Quizás estaba exagerando, pero sabía que en ese momento una vena en su frente estaría bombeando sangre con fuerza y su mandíbula estaría tan apretada que sus dientes tendrían peligro de estallar. Llevaba esperándome veinte minutos.
Vera Dumbar había vuelto a hacer de las suyas, por lo que tuve que estar más tiempo del debido para entregarle unas redacciones que nos obligó a hacer durante las vacaciones. El cielo estaba completamente gris y nevaba con fuerza. En la calle sonaba una musiquilla constante que indicaba que la navidad estaba a la vuelta de la esquina. Pasé con rapidez por los detectores de metales y fui regañada por un profesor porque estaba prohibido correr por el vestíbulo. Mis pies resbalaron cuando pisé el primer peldaño de las escaleras de la entrada y planifiqué mentalmente como bajar con agilidad.
Evan entrecerró los ojos cuando entré a su coche azul oscuro respirando con pesadez y con el gorro mal colocado sobre la cabeza. Me analizó y soltó un suspiro.
— ¿Dónde está Jonah? — preguntó.
— Ni idea, lleva unos días raro y no me coge el teléfono, pero vamos ¿Crees que con lo que está nevando se atrevería a conducir su coche? — respondí poniéndome el cinturón — Seguro que está en casa viendo un puto partido de fútbol.
— ¿Y yo tengo que arriesgar mi vida conduciendo en medio de una tormenta para hacerte de chofer? ¿Estáis enfadados o qué?
Asentí con simpleza e ignoré la segunda pregunta.
— No me gusta conducir la moto con este tiempo y mucho menos ir en tren.

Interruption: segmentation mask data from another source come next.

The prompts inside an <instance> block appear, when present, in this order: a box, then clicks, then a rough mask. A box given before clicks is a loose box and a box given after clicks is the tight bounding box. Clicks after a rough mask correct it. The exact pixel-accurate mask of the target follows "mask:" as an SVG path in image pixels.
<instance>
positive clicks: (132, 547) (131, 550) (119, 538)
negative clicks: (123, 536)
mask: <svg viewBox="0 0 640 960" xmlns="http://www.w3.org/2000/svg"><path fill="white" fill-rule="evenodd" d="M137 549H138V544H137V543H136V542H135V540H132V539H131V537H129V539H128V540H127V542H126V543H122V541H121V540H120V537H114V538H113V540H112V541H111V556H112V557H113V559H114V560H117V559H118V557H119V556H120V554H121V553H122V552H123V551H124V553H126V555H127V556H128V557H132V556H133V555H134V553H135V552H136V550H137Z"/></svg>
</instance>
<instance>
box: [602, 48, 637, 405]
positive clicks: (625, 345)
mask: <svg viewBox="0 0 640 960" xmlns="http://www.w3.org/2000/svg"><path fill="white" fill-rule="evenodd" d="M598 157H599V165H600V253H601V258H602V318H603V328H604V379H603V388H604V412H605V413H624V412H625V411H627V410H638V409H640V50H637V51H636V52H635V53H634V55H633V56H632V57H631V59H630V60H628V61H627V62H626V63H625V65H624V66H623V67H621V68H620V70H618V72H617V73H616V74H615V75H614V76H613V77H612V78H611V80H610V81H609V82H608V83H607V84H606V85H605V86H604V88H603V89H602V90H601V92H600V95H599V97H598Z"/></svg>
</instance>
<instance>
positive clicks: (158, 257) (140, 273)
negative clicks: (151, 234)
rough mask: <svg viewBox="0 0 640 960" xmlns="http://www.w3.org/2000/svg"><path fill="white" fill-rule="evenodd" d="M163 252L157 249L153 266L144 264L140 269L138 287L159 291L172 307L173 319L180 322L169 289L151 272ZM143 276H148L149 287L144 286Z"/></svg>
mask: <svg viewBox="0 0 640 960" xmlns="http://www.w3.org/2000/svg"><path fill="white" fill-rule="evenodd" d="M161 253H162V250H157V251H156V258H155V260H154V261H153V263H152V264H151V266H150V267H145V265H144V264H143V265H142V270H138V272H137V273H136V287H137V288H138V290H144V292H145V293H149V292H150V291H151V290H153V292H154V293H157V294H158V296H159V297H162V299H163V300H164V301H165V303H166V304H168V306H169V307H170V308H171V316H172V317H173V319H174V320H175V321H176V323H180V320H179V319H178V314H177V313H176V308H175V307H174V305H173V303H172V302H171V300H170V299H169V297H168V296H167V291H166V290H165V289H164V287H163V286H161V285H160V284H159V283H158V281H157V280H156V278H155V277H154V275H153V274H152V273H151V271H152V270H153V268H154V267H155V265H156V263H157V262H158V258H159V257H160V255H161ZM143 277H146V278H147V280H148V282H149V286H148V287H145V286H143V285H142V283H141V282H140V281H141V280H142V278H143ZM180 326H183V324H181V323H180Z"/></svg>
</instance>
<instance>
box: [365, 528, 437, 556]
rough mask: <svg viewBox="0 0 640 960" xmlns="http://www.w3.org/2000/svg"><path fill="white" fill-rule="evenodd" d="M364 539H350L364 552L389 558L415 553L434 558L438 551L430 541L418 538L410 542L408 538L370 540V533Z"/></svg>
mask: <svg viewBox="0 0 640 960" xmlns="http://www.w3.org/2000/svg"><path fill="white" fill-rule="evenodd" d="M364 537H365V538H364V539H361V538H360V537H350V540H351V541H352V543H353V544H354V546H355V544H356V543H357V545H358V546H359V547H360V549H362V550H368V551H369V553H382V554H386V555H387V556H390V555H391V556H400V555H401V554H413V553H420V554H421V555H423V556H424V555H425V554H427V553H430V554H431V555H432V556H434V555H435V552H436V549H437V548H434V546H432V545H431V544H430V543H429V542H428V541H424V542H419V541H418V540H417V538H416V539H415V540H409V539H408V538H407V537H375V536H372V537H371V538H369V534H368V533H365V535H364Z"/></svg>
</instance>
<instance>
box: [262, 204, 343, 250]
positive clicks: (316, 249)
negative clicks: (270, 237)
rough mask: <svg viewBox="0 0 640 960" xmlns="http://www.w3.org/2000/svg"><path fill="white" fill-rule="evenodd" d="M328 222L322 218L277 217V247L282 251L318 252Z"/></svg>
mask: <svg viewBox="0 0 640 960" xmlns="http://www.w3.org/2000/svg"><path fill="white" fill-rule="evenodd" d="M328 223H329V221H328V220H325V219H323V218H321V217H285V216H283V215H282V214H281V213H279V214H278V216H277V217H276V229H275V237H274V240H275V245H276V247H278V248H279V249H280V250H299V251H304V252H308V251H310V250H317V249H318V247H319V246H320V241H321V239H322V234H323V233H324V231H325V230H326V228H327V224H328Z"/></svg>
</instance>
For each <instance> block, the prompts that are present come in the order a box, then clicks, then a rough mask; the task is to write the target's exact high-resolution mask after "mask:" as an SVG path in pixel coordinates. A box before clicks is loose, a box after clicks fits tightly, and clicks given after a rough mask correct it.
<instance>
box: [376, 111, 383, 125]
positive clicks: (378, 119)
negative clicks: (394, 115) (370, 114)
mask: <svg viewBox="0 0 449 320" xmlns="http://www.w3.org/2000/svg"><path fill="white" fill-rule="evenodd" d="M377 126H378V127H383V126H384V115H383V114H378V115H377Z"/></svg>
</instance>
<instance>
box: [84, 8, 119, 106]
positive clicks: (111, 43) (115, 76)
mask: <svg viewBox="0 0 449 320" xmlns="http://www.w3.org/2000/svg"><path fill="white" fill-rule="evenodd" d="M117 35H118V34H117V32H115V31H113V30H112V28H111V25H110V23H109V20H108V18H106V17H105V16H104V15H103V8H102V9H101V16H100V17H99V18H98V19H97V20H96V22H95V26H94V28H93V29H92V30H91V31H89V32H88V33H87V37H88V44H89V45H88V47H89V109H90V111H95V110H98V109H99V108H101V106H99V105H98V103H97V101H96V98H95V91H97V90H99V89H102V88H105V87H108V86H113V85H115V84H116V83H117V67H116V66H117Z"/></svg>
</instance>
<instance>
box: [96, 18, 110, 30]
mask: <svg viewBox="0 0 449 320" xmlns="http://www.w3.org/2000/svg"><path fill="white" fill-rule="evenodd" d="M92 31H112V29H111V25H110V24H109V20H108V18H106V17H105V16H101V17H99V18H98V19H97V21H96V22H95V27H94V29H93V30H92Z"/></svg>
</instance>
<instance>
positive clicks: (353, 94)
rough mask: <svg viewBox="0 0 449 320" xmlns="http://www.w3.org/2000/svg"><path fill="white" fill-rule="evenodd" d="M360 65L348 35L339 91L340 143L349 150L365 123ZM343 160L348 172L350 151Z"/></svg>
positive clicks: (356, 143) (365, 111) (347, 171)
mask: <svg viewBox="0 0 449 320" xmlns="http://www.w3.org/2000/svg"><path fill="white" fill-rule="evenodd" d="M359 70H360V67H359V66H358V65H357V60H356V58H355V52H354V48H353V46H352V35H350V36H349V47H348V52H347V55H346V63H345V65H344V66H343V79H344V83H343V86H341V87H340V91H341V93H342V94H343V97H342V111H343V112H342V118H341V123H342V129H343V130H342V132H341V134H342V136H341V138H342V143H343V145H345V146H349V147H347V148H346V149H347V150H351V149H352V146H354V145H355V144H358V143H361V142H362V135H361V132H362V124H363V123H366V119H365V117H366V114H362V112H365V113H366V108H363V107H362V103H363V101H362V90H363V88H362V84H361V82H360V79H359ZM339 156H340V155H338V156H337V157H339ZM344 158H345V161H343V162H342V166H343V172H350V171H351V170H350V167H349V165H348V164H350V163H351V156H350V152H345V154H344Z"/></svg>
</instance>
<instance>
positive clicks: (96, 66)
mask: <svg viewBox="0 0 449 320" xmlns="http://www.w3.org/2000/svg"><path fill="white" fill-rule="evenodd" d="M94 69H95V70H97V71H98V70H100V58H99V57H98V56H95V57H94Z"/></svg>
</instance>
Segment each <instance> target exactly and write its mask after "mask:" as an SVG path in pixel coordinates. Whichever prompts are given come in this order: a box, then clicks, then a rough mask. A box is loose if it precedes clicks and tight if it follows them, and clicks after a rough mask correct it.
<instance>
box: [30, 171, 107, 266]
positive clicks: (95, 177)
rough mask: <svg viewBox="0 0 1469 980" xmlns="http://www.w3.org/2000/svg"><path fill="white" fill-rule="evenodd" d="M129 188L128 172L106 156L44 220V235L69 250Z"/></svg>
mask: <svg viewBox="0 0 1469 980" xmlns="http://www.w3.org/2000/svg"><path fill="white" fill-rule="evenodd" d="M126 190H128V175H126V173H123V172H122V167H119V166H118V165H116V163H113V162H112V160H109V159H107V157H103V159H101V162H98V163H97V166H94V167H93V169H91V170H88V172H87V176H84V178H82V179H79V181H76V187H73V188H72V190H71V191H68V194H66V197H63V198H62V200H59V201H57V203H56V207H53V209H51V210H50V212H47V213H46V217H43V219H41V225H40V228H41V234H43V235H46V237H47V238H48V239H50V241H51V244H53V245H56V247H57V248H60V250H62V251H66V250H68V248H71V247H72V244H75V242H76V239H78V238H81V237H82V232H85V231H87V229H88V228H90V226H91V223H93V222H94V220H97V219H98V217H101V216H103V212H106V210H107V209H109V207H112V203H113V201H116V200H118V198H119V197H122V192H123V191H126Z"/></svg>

Siempre nos colamos y creo que a Matt y a mi nos tienen fichados.
Al cumplir los dieciséis, mis hermanos habían ahorrado el suficiente dinero como para comprarme una moto de segunda mano que llevaba meses insinuando que quería. La había visto en revistas, concesionarios e incluso en alumnos del instituto y había cogido un capricho con ella que aparecía hasta en mis sueños. Soñaba en conducir esa moto e irme lo más lejos que pudiera.